The Pollinators Are Arriving

 My landscape continues to evolve with each passing day. The patch of grass in my front yard that I framed in October is now nearly half planted and the wetland in my backyard has mature flowering plants where once it was mostly a collection of sticks. With this has come a wide range of pollinators where once I had virtually none. The transformation to date has been nothing less than spectacular.While the woody components of my new landscape will take years to fully reach their potential, a well-designed pollinator garden can do its job in a very short time.
Over the past several weeks, I have noticed a significant increase in both the number of pollinators and the number of species using my landscape. When I first moved in, late October 2018, it was a virtual wasteland here. During that first month, I witnessed only a solitary blueberry bee and it nectared each day on a wall of non-native morning glories that I felt compelled to let live. As my new key lime began to bloom, I hand-pollinated it as there were no honeybees to do that for me. 
Throughout these past months, I've been adding host plants for the butterflies I most wish to provide for here and a wide variety of wildflowers for pollinating insects of all kinds. As I watch my plants, I've recorded well over half a dozen new bees to my yard. Honeybees are abundant. I do not know where their hive is, and it could be more than a mile from here, but they have discovered that there is now a steady source of nectar for them. I've had several species of green metallic and sweat bees here and they now visit daily and I've noticed a microscopic bee, identity unknown, that seems to prefer the open tubular flowers of my smooth beardtongue (Penstemon laevigata). It is a flower that I do not see other bees using and I have not witnessed this bee on other flowers. 
The diversity of butterflies that have crossed my landscape recently grows exponentially with each passing week. I've always had a few gulf fritillaries as the somewhat weedy winged maypop (Passiflora suberosa) has been here from the start. As my milkweeds have started to mature, I've had a regular procession of monarch butterflies and their caterpillars. White peacocks, cloudless sulfurs, and giant swallowtails have flown by, but I have yet to find their caterpillars on the host plants I've added for them. Recently, I have also noticed zebra longwings up along my back fence where some winged maypop is growing and yesterday I saw my first red admiral and checkered white. Someday, all of these and more will hopefully choose to stay. 

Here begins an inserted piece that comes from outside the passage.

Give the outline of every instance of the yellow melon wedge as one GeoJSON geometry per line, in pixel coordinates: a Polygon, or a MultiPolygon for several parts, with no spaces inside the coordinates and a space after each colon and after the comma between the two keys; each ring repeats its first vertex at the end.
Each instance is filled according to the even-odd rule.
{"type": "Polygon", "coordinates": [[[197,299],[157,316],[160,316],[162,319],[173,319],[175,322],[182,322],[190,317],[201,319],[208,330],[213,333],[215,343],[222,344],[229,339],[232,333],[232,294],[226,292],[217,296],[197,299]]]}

As I watch my pollinators, it is obvious that each has its preferred plants. There is no single universal flower that draws them all in.  I have left small patches of Spanish needle (Bidens alba) in the extreme corners of my yard, but I'm slowly reducing them now that many of my wildflowers are coming into their own. Spanish needles is a wonderful nectar source, but it doesn't play well with others in a mixed meadow setting and I get tired of picking the seeds out of my clothing every time I brush up against it. My honeybees seem to prefer this plant and it gets some attention from the green metallic bees as well, but the small sweat bees swarm over the two species of Coreopsis that's been blooming in the front and lately, with the arrival of the shiny coneflowers (Rudbeckia nitida), they can't seem to find enough space on the flower heads to fit them all. 
What I continue to lack, and the bee I am most concerned with, are bumble bees. For the past several years in my former landscape, they were a rare visitor. Here in my new one, they have been completely absent though I have several flowering plants that rely on them heavily for their pollination.  I feel that while most of our collective attention has been focused on honeybee collapse, the bumble bees have made a quiet, but serious exit. Of course, they need habitat - not simply flowers.
I'll be monitoring for pollinators in the months and years ahead and I'll continue to post about my progress here.